RÉPUBLIQUE FRANÇAISE
AU NOM DU PEUPLE FRANÇAIS
COUR D'APPEL DE PARIS
Pôle 6 - Chambre 12
ARRÊT DU 24 Février 2023
(n° , 2 pages)
Numéro d'inscription au répertoire général : S N° RG 17/09811 - N° Portalis 35L7-V-B7B-B3ZPM
Décision déférée à la Cour : jugement rendu le 29 Mai 2017 par le Tribunal des Affaires de Sécurité Sociale de BOBIGNY RG n° 17/00235
APPELANTE
CPAM 93 - SEINE SAINT DENIS (BOBIGNY)
[Adresse 1]
[Adresse 1]
[Adresse 1]
représentée par Me Camille MACHELE, avocat au barreau de PARIS, toque : D1901 substituée par Me Florence KATO, avocat au barreau de PARIS, toque : D1901
INTIMEE
Mademoiselle [T] [H]
[Adresse 2]
[Adresse 2]
non comparante, non représentée
COMPOSITION DE LA COUR :
En application des dispositions de l'article 945-1 du code de procédure civile, l'affaire a été débattue le 22 Novembre 2022, en audience publique, les parties ne s'y étant pas opposées, devant M. Gilles REVELLES, Conseiller, chargé du rapport.
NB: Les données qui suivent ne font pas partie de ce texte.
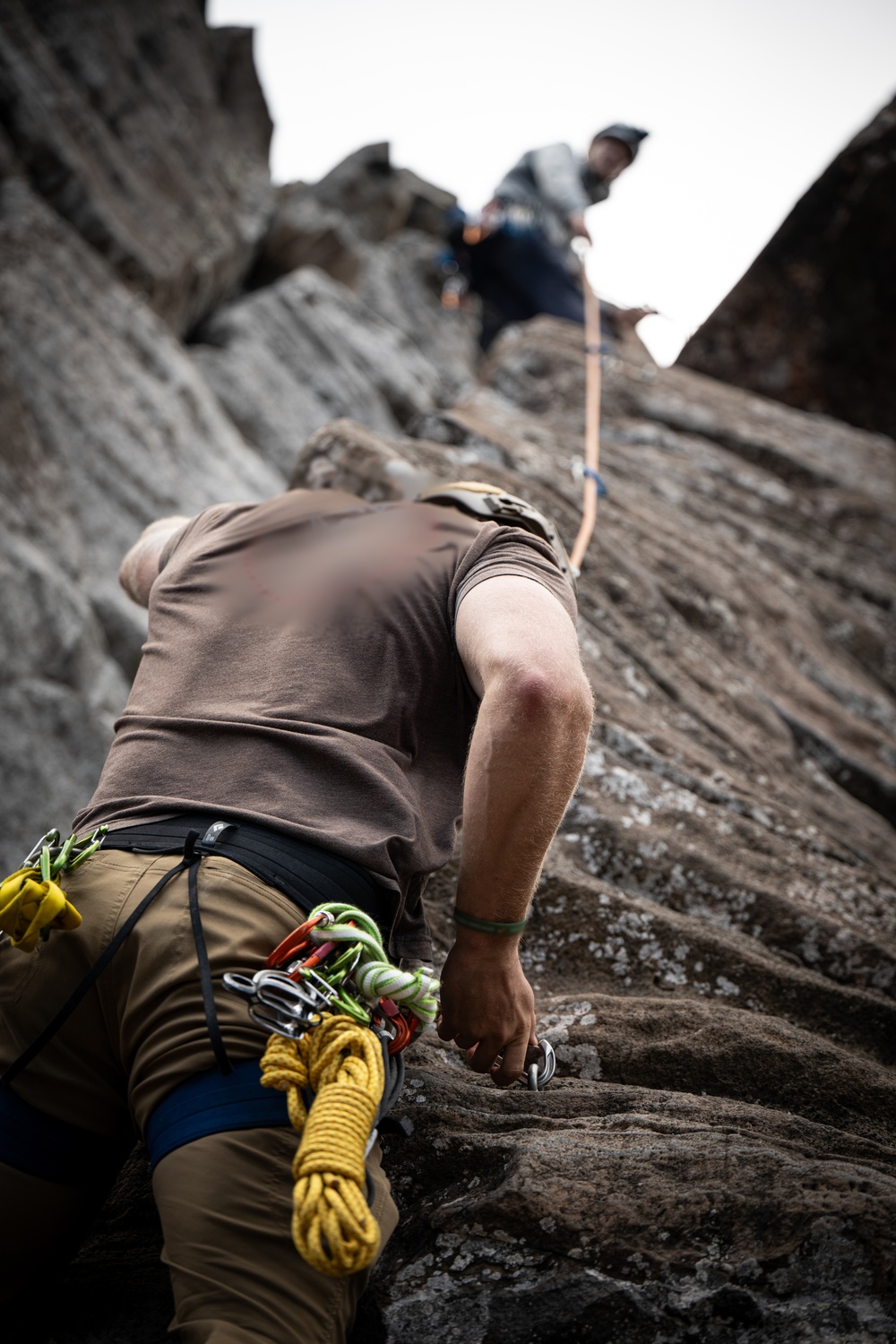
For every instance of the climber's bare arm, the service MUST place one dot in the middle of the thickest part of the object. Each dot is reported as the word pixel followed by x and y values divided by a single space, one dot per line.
pixel 140 566
pixel 520 652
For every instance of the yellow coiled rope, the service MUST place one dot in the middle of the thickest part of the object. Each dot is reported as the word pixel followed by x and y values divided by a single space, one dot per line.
pixel 29 905
pixel 332 1226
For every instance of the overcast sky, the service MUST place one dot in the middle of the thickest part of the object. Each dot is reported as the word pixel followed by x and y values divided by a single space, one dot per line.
pixel 745 101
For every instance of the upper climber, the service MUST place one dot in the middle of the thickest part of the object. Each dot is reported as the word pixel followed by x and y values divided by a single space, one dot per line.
pixel 521 263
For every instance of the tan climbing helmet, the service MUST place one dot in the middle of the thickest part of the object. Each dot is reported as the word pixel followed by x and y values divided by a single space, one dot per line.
pixel 490 504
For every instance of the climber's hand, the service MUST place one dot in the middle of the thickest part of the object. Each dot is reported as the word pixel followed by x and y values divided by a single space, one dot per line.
pixel 487 1005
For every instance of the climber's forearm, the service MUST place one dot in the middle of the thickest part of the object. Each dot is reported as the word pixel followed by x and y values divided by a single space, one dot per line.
pixel 524 761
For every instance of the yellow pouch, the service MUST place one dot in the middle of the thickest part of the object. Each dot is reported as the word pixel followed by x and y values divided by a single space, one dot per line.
pixel 29 905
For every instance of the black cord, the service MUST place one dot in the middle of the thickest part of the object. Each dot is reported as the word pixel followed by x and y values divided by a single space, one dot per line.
pixel 204 968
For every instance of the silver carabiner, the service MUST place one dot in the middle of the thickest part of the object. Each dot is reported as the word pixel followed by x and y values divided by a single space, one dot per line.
pixel 540 1073
pixel 280 1004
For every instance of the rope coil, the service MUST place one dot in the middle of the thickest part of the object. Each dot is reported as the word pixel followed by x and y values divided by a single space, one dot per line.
pixel 333 1230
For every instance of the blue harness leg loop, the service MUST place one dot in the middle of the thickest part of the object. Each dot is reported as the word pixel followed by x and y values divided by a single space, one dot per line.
pixel 211 1104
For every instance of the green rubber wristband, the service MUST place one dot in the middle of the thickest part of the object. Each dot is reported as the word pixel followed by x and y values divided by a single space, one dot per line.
pixel 487 925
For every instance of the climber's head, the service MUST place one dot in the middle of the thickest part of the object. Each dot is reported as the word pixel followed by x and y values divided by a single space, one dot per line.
pixel 613 150
pixel 492 504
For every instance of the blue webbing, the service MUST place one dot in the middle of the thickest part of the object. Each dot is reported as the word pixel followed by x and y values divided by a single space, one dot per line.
pixel 210 1104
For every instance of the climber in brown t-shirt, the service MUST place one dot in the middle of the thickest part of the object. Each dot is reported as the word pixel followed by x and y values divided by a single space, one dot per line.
pixel 347 676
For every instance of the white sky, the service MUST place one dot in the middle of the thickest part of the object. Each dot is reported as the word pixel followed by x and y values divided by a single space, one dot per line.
pixel 747 101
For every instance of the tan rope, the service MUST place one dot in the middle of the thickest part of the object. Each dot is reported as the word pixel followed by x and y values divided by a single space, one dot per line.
pixel 591 421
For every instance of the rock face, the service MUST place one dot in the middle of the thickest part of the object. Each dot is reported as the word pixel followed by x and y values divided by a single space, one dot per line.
pixel 812 322
pixel 148 134
pixel 713 943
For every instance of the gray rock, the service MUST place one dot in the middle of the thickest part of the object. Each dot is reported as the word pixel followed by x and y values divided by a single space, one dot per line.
pixel 287 359
pixel 147 134
pixel 105 426
pixel 812 320
pixel 381 199
pixel 306 233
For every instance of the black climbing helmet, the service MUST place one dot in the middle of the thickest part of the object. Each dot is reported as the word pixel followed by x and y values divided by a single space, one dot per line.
pixel 630 136
pixel 490 504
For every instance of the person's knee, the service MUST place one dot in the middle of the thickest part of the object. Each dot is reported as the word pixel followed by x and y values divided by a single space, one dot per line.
pixel 226 1206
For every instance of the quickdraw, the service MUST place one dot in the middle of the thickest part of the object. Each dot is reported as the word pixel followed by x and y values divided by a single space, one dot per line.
pixel 31 900
pixel 340 1015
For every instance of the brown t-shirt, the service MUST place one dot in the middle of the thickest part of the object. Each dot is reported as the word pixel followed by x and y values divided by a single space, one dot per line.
pixel 300 672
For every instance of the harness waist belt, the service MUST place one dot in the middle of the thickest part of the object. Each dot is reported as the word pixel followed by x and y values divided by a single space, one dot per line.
pixel 293 866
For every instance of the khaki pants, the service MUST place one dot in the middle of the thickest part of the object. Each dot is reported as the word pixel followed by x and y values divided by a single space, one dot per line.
pixel 225 1201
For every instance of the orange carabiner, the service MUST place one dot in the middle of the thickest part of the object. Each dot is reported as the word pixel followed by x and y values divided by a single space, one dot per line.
pixel 293 943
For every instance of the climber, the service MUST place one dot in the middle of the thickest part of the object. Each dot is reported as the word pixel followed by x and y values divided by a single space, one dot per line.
pixel 325 688
pixel 519 260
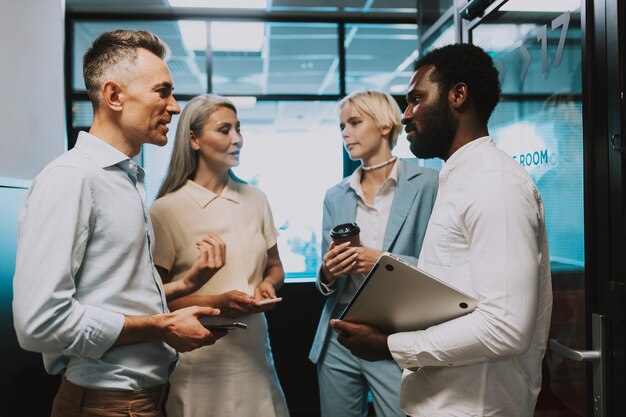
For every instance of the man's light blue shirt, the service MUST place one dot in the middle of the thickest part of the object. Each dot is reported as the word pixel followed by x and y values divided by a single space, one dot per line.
pixel 84 261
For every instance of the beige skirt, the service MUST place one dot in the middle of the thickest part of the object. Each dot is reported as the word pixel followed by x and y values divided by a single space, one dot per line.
pixel 234 377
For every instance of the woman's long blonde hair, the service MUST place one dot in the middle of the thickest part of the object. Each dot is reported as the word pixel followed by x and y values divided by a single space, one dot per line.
pixel 184 161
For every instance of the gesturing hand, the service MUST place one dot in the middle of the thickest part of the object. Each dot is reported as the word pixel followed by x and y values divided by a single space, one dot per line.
pixel 211 258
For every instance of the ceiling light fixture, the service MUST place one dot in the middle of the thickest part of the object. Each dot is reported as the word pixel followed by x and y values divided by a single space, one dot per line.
pixel 237 36
pixel 220 4
pixel 540 6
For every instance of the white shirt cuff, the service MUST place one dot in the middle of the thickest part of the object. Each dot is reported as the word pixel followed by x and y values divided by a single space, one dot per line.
pixel 401 346
pixel 99 330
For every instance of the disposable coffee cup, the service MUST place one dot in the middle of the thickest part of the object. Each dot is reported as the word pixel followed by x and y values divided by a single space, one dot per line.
pixel 347 232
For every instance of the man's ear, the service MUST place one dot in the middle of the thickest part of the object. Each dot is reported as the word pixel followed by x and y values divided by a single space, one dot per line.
pixel 111 95
pixel 458 95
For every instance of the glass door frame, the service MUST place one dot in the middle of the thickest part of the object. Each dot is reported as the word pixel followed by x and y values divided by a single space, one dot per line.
pixel 604 147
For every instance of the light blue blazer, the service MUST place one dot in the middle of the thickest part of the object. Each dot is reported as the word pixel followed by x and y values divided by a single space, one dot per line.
pixel 412 204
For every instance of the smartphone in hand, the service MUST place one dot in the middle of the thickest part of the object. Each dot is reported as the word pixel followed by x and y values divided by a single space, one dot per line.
pixel 217 322
pixel 269 301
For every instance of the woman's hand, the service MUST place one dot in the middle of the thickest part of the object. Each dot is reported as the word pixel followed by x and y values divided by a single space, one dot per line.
pixel 365 259
pixel 339 260
pixel 211 258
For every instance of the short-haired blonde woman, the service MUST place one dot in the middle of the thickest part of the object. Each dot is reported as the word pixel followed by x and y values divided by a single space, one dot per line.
pixel 390 200
pixel 199 196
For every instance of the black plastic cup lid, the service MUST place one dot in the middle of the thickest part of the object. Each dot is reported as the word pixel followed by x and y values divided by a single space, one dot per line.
pixel 344 230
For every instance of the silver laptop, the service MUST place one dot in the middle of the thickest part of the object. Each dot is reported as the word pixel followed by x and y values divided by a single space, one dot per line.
pixel 398 297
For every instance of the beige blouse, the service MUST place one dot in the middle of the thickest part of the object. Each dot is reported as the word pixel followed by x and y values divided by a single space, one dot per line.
pixel 240 216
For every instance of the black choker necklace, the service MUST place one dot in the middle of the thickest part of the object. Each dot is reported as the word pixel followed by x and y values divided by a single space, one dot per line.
pixel 382 164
Ce magistrat a rendu compte des plaidoiries dans le délibéré de la cour, composée de :
M. Pascal PEDRON, Président de chambre
Mme Sophie BRINET, Présidente de chambre
M. Gilles REVELLES, Conseiller
Greffier : Mme Claire BECCAVIN, lors des débats
ARRET :
- REPUTE CONTRADICTOIRE
- prononcé
par mise à disposition de l'arrêt au greffe de la cour, initialement prévu le 27 janvier 2023 et prorogé au 17 février 2023 puis au 24 février 2023, les parties en ayant été préalablement avisées dans les conditions prévues au deuxième alinéa de l'article 450 du code de procédure civile.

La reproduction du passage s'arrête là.